Межевую звезду Тэль каравелла прошла очень лихо, на всех парусах, и экипаж отметил это событие прекрасным обедом, накрытым прямо на палубе под полосатым тентом, который предусмотрительная Дора захватила с собой в плавание.
Звезда Тэль сияла, не жалея сил, и в этой точке мирового пространства было довольно жарко.
– Мон анж, – настаивал захмелевший Моля, обращаясь к своей подруге, – позволь мне самому решать, удобно или не удобно, тактично или не совсем. Я свою меру ой-ой-ой как знаю. Слава богу, в городах живали, не так ли, командор?
– Одинокая хижина на краю горного плато много лет заменяла мне целый мир, – дипломатично ответил Перегринус.
– Это несомненно, – крот опрокинул в рот рюмку ликера и закусил корешком мандрагоры.
– Он меня в могилу сведет! – всхлипнула Дора и поднялась из-за стола. – Господи, зачем я только согласилась ехать с этим ничтожным эгоистом!
– Моля… – укоризненно сказал Перегринус.
– Ну, Моля, Моля! Триста лет, и всё Моля! – взорвался крот. – Пусть уходит, и самом-то деле! Спасу нет!
– Ради бога, верни ее! Очень тебя прошу!
– Спешу и падаю! – куражился Моля. – Э-эх! Была бы охота, извини-подвинься. – Он развалился в кресле и выкатил брюхо.
– Поговорим, наконец, как мужчина с мужчиной, давно собирался. Мне, право, ваша мягкотелость странна. Она просто недопустима для адмирала такого крупного судна!
«Боже, как он распустился!» – изумился Перегринус.
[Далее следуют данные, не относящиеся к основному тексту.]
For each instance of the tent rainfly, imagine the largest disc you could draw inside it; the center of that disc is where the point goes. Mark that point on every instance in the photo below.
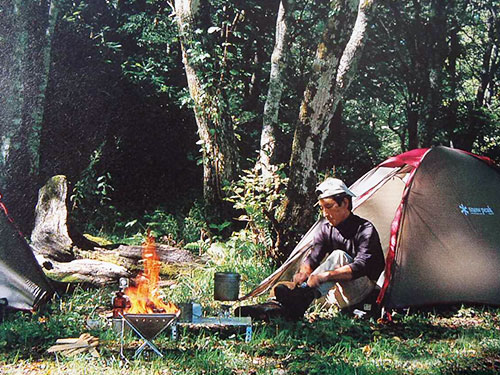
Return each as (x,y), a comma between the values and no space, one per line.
(437,212)
(22,281)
– Это неправильно – адмирал судна. Таких адмиралов не бывает.
– Не цепляйтесь к словам, не вижу большой разницы – капитан или адмирал, – горячился крот. – Не в этом дело! Просто обидно! За вас, за вас обидно! Ну не идёт вам эта слюнтяйская манера, хоть убейте, не идёт! «Дора, Дорочка, Ночь, Ноченька…» Вы стали каким-то дамским угодником!.. – Крот подхватил бутылку и прицелился налить Перегринусу. – Ещё по одной?
– Нет-нет! – вскричал тот. – Никаких «ещё», и вообще, о чём ты болтаешь?! Я стал дамским угодником?!
– Вот именно, стали, господин губернатор! Именно так!
– Я, значит, стал! – негодовал Перегринус. – Отлично! А кто же тогда ноет о муках любви, да так, что палуба ходит ходуном? Уж не я ли? Кто подбросил в каюту Дертье «Пурпурные стансы»?!
Как ты думаешь, кто написал эту пошлятину? Тоже мне «бутон».